- Battle of Tachiao: Part of the Japanese invasion of Burma, the Burma campaign, the South-East Asian theatre of World War II, the Second Sino-Japanese War, the China Burma India Theater and the Pacific Theater of World War II
| Date | March 18–19, 1942 (1 day) |
| Location | Pyu town in Burma |
| Result | Japanese victory |

Belligerents
- Republic of China: Empire of Japan

Commanders and leaders
- Dai Anlan: Tadashi Hanaya

Units involved
- 200th Division Cavalry Regiment (minus two companies); 1st Company, 598th Infantry Regiment;: 55th Division 143rd Regiment;

Casualties and losses
- Chinese Claim : Initial ambush : not reported. Battle at the south bank of Pyu : several dozen casualties.: Chinese Claim : Initial ambush : 30+ killed; 20 rifles, 2 machine guns, and 19 motorbikes captured; Battle at the south bank of Pyu : approximately 200 killed or wounded.

= Battle of Tachiao =

The Battle of Tachiao (March 18–19, 1942), was the first clash in the Battle of Yunnan-Burma Road in the Burma Campaign of World War II and Second Sino-Japanese War.

Advanced elements of the 200th Division arrived at Toungoo on March 8, 1942 and took over defensive positions from the British forces. The city of Toungoo itself would be the main defensive position of the Chinese forces, with an outpost a few kilometers to the south at Oktwin. Major-General Dai Anlan the divisional commander, sent the Motorized Cavalry Regiment and 1st Company, 598th Infantry Regiment to the banks of the Kan River 35 miles south of Toungoo and 12 miles south of the town of Pyu. The cavalry regiment plus a company of infantry pushed up to Kan River, with a platoon of cyclists taking up positions at the bridge over the river.

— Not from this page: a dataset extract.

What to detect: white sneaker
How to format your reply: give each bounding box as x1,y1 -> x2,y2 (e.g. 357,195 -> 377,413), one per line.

At first light on March 18, the 55th Division's commander, Tadashi Hanaya, sent about 200 Japanese reconnaissance troops from the division's 143rd Regiment to advance right up to the bridge on motorbikes. Upon reaching the outposts, they were ambushed by the Chinese troops hiding along the sides of the road. Chinese armoured cars joined the attack and after three hours of fighting the Japanese fell back, leaving some 30 dead behind together with some twenty rifles, two light machine guns and some 19 motorbikes. After night fell, the Japanese continued their attacks with small units, and the Chinese covering force fell back toward their line at Oktwin. Following up the next day, Pyu fell to the Japanese on the 19th.